The evil effects of too close an intermarriage have not been

confined to the nobility of Spain; the higher classes in every country have suffered to a greater or less degree. Indeed by far the greater number of the illustrations of the frequency and the mortality of scrofulous diseases contained in Lugol's work on scrofula, he states have been drawn from among titled families. Lugol, in referring to this and to other causes of scrofula, adds in another part of his work :

"The aristocracy is degenerated in the first instance by too exclusive alliances in their own grade, and in the next place, because when weakened by too long a course of such alliances, they have at length become scrofulous. Scrofula, when once generated, becomes hereditary as a matter of course, and increases in intensity in each successive link in the line of posterity.

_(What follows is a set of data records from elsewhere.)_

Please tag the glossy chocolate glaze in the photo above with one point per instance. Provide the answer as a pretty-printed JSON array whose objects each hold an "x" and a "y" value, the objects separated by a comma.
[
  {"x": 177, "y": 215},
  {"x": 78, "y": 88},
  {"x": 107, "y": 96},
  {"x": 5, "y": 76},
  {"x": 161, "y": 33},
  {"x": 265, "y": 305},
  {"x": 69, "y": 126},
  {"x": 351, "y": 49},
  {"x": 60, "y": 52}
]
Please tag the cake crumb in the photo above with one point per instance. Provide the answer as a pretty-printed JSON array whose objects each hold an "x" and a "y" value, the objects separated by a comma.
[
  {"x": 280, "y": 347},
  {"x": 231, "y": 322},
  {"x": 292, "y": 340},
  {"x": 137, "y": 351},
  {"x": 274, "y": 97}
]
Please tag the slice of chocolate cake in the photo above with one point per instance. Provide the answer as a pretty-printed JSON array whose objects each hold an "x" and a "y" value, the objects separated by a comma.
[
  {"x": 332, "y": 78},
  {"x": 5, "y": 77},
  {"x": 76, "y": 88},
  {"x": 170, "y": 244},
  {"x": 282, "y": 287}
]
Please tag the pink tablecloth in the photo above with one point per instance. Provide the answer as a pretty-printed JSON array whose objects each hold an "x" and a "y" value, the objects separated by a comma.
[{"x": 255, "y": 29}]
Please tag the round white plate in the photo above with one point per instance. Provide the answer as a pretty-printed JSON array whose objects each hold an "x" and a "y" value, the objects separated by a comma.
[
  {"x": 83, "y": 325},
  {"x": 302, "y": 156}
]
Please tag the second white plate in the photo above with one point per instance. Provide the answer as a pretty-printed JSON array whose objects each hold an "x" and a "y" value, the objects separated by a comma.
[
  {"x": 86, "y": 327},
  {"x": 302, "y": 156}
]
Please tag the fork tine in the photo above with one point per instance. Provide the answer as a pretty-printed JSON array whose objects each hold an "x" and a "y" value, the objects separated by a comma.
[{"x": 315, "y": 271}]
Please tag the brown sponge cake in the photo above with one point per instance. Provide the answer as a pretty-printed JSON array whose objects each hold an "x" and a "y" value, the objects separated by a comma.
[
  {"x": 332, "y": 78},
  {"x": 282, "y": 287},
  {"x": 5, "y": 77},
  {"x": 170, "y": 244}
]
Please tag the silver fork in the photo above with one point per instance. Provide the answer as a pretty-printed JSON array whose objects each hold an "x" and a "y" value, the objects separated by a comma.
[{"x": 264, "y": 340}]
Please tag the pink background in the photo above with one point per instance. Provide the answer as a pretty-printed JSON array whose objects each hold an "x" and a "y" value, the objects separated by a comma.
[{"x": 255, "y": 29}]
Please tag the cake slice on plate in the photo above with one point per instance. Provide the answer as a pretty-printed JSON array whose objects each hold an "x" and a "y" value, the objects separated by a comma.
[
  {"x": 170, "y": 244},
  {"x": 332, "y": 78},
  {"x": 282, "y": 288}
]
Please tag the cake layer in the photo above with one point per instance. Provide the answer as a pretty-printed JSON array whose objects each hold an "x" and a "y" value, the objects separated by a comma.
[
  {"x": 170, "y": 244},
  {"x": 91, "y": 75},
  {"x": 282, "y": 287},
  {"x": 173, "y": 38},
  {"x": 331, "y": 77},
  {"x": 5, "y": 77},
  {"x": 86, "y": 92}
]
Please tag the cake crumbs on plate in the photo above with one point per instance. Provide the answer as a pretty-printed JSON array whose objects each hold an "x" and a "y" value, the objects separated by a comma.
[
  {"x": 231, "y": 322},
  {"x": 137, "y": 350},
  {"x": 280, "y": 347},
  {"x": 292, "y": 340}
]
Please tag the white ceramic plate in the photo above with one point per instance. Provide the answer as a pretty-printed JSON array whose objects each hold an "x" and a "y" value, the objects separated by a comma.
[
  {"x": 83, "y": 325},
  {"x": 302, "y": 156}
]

"It is impossible, therefore, to insist with too much earnestness upon the necessity of crossing the blood, in order to stay the progress of endemic scrofula; for it is only by successive crossings that we shall be able to eradicate the taint from, and to fortify the constitution of populations which have long been its victims."

In connexion with the evil of intermarriage between near re. latives, as exhibited by the oligarchical class, Lugol records his opinion that that is one main cause of scrofula. "It is to the assemblage of these causes, coupled with the fact that their influences are often concentrated within a narrow sphere, that we may refer the remark that the noble families and the privileged classes of all countries, but especially of Spain, Italy, Russia, and England, are desolated and eventually extinguished by the progress of hereditary scrofula."

If, then, so dreadful a diseased state, affecting the general constitution as a whole, is producible by such intermarriages, how certain it is that individual diseased states are produced by the same conditions!

If such are the effects produced upon the general system, how much more deleterious, it is likely, will be the effects on the cerebral system, and, through it, on the mind itself.

Mental imbecility is a result of the intermarriage of near relations.